Constraints on interacting dark energy revisited: implications for the Hubble tension

• Published in: arXiv.org
• Main Authors: Hoerning, Gabriel A, Landim, Ricardo G, Ponte, Luiza O, Rolim, Raphael P, Abdalla, Filipe B, Abdalla, Elcio
• Format: Paper
• Language: English
• Published: Ithaca Cornell University Library, arXiv.org 21.09.2023
• Subjects: Cosmic microwave background; Dark energy; Dark matter; Perturbation; Red shift; Supernovae
• ISSN: 2331-8422

In this paper, we have revisited a class of coupled dark energy models where dark energy interacts with dark matter via phenomenological interactions. We included correction terms on the perturbation equations taking into account the perturbation of the Hubble rate, which was absent in previous works. We also consider more recent data sets such as cosmic microwave background (CMB) anisotropies from \textit{Planck} 2018, type I-a supernovae (SNIa) measurements from Pantheon+ and data from baryon acoustic oscillations (BAO), and redshift space distortions (RSD). One of the models presents a strong incompatibility when different cosmological datasets are used. We analyzed the influence of the SH0ES Cepheid host distances on the results and, although for one model the discrepancy of \(H_0\) is reduced to \(1.3\sigma\) when compared to \(\Lambda\)CDM and \(4.6\sigma\) when compared to the SH0ES team, joint analysis is incompatible. Including BAO with RSD shows incompatibility with SH0ES for all models considered here. We performed a model comparison, but there is no clear preference for interacting dark energy over \(\Lambda\)CDM (\(|\Delta \chi^2|<1\) for all the models for joint analysis CMB+BAO+RSD+SNIa).
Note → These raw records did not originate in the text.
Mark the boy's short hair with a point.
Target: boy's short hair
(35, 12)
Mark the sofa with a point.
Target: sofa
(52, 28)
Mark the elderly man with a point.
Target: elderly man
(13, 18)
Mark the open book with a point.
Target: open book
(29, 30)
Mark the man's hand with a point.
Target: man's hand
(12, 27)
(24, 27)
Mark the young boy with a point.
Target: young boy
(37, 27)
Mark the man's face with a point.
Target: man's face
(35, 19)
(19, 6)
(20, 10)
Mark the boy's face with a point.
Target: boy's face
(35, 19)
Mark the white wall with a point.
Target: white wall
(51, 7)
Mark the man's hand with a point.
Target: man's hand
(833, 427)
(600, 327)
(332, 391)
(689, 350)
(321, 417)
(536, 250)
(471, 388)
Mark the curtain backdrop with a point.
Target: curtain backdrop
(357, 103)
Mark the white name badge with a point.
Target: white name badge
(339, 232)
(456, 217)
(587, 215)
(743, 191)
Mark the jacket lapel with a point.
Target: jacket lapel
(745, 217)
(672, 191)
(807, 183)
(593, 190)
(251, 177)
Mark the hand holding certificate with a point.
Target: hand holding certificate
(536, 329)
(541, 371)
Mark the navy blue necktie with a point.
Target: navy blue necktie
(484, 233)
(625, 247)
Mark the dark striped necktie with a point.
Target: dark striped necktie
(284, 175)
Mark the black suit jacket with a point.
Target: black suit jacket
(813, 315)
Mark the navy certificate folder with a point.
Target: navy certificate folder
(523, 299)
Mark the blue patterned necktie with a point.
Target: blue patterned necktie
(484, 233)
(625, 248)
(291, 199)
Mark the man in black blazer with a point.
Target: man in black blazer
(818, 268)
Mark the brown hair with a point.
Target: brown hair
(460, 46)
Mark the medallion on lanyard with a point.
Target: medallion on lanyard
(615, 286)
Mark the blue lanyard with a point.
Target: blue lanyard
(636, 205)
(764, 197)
We conclude that the models of interactions in the dark sector considered in this paper are not flexible enough to fit all the cosmological data including values of \(H_0\) from SH0ES in a statistically acceptable way, either the models would need to be modified to include further flexibility of predictions or that there remains a tension in this coupled dark energy paradigm.